Alternatives To Police In Mental Crisis Cases

    Pilot programs for mental health care crises 

    Should American cities defund their police departments? The question has been asked continually—with varying degrees of hope, fear, anger, confusion, and cynicism—since the killing of George Floyd on Memorial Day. It hung over the November election: on the right, as a caricature in attack ads (call 911, get a recording) and on the left as a litmus test separating the incrementalists from the abolitionists. “Defund the police” has sparked polarized debate, in part, because it conveys just one half of an equation, describing what is to be taken away, not what might replace it. Earlier this month, former President Barack Obama called it a “snappy slogan” that risks alienating more people than it will win over to the cause of criminal-justice reform.

    Yet the defund idea cannot simply be dismissed. Its backers argue that armed agents of the state are called upon to address too many of society’s problems—problems that can’t be solved at the end of a service weapon.
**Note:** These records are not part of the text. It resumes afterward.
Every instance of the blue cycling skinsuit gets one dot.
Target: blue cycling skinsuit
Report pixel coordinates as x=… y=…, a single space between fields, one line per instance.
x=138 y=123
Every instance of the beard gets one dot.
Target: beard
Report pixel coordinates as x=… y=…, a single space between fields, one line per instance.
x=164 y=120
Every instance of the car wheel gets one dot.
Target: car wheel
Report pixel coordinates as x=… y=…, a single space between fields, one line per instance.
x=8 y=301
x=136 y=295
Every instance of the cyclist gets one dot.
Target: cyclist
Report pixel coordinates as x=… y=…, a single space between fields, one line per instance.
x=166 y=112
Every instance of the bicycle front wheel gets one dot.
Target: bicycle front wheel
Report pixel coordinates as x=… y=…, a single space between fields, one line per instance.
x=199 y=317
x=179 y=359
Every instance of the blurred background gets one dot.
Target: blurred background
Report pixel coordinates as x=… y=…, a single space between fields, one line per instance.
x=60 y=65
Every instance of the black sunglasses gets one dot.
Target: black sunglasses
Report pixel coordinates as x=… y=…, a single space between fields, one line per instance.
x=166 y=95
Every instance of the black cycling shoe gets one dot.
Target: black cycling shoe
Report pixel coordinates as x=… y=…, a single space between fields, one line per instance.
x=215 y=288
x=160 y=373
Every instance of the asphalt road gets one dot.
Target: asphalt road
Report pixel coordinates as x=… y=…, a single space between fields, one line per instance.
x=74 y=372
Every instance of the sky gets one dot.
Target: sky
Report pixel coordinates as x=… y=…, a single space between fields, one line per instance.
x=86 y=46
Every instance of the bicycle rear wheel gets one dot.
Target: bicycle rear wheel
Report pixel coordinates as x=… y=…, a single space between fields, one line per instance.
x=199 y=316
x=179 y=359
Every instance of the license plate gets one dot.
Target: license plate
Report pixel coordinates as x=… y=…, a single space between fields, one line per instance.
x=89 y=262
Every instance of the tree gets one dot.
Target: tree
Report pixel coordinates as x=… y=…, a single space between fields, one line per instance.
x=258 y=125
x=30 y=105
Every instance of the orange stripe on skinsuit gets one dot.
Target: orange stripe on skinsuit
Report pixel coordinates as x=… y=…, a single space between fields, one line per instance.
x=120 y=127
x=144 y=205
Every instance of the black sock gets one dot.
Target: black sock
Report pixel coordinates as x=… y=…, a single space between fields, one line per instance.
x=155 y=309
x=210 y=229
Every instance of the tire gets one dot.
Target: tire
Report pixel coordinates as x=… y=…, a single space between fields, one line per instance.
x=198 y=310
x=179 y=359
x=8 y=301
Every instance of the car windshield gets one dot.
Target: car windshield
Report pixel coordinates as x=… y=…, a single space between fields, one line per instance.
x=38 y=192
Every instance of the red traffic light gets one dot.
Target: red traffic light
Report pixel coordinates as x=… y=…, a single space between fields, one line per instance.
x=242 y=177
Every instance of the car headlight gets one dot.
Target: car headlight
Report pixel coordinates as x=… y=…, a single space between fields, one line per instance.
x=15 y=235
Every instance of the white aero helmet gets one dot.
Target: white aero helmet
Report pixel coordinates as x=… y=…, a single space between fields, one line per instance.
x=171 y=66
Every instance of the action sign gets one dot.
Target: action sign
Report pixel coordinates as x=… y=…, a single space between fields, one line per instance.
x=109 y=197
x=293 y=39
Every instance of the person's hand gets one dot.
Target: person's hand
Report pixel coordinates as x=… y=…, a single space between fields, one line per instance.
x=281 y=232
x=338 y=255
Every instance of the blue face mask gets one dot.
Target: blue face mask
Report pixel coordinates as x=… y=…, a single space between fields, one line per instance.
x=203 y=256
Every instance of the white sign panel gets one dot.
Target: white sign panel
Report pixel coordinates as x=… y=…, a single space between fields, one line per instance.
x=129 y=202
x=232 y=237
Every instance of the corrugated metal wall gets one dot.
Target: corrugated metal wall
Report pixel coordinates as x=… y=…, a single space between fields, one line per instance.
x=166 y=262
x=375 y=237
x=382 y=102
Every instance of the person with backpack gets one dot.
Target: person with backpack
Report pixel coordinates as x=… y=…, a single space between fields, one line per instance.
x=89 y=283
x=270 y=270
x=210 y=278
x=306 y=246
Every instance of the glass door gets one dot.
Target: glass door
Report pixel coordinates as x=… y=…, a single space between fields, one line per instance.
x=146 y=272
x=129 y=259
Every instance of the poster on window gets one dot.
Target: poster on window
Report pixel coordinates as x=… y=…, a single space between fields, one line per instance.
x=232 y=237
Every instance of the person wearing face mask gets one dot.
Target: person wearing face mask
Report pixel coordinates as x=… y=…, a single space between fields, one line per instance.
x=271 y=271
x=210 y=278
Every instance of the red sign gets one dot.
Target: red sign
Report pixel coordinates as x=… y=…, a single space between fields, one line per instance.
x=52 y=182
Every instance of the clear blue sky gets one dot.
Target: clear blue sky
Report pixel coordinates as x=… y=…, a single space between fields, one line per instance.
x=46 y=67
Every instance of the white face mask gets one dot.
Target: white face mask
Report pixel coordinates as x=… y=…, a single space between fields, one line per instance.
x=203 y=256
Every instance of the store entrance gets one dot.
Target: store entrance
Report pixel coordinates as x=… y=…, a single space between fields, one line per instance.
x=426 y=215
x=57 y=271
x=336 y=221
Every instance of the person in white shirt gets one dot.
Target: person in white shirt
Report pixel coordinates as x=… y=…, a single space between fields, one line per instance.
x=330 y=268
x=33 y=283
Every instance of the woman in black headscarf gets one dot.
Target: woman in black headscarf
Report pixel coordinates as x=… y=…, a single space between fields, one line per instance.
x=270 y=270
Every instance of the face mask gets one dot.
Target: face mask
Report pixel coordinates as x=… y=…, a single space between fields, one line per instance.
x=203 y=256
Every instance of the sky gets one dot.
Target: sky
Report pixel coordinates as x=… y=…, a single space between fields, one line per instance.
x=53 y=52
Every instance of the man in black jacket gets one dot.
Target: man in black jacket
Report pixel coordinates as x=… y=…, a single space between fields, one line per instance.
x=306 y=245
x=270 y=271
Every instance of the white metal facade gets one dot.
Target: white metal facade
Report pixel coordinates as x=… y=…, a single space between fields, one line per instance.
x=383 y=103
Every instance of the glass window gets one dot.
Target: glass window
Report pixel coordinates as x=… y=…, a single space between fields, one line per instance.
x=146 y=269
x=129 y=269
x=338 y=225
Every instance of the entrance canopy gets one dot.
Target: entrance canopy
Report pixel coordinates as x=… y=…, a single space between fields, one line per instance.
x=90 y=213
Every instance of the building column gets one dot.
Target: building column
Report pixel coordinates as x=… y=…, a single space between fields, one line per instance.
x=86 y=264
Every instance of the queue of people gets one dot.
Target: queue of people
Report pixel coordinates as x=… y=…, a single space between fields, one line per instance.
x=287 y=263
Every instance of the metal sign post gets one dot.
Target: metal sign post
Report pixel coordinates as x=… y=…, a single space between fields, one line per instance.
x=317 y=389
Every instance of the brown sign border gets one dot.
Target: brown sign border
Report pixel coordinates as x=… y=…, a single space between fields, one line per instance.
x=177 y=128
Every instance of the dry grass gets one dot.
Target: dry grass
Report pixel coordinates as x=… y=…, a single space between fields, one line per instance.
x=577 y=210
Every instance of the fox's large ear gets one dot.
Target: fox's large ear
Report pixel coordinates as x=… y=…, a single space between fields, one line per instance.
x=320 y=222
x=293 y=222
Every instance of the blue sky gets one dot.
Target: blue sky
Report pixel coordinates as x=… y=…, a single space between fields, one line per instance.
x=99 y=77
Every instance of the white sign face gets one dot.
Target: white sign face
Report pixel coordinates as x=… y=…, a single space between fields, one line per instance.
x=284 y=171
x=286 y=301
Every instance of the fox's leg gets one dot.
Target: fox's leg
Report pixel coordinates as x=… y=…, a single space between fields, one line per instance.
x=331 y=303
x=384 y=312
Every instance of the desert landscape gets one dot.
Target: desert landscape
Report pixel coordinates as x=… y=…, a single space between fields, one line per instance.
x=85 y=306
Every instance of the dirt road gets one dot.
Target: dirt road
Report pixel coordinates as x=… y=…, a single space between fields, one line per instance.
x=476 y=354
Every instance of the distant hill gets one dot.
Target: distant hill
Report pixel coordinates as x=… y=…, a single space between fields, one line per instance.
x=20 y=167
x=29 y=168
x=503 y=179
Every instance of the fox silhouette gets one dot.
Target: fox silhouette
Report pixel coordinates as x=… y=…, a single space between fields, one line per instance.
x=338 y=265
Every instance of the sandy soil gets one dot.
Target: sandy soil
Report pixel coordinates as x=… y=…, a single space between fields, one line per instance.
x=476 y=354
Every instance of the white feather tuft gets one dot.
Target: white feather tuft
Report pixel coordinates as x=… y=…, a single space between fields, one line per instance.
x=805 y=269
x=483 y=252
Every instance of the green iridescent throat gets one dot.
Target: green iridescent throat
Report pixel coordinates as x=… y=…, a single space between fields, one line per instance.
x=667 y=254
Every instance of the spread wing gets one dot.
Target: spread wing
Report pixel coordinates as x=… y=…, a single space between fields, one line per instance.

And continued cases of police violence in response to calls for help have provided regular reminders of what can go wrong as a result.

    In September, for example, new details came to light about the death of a man in Rochester, New York, which police officials had initially described as a drug overdose. Two months before Floyd’s death, Joe Prude had called 911 because his brother Daniel was acting erratically. Body-cam footage obtained by the family’s attorney revealed that the officers who responded to the call placed a mesh hood over Daniel’s head and held him to the ground until he stopped moving. He died a week later from “complications of asphyxia in the setting of physical restraint,” according to the medical examiner. Joe Prude had called 911 to help his brother in the midst of a mental-health crisis. “I didn’t call them to come help my brother die,” he has said.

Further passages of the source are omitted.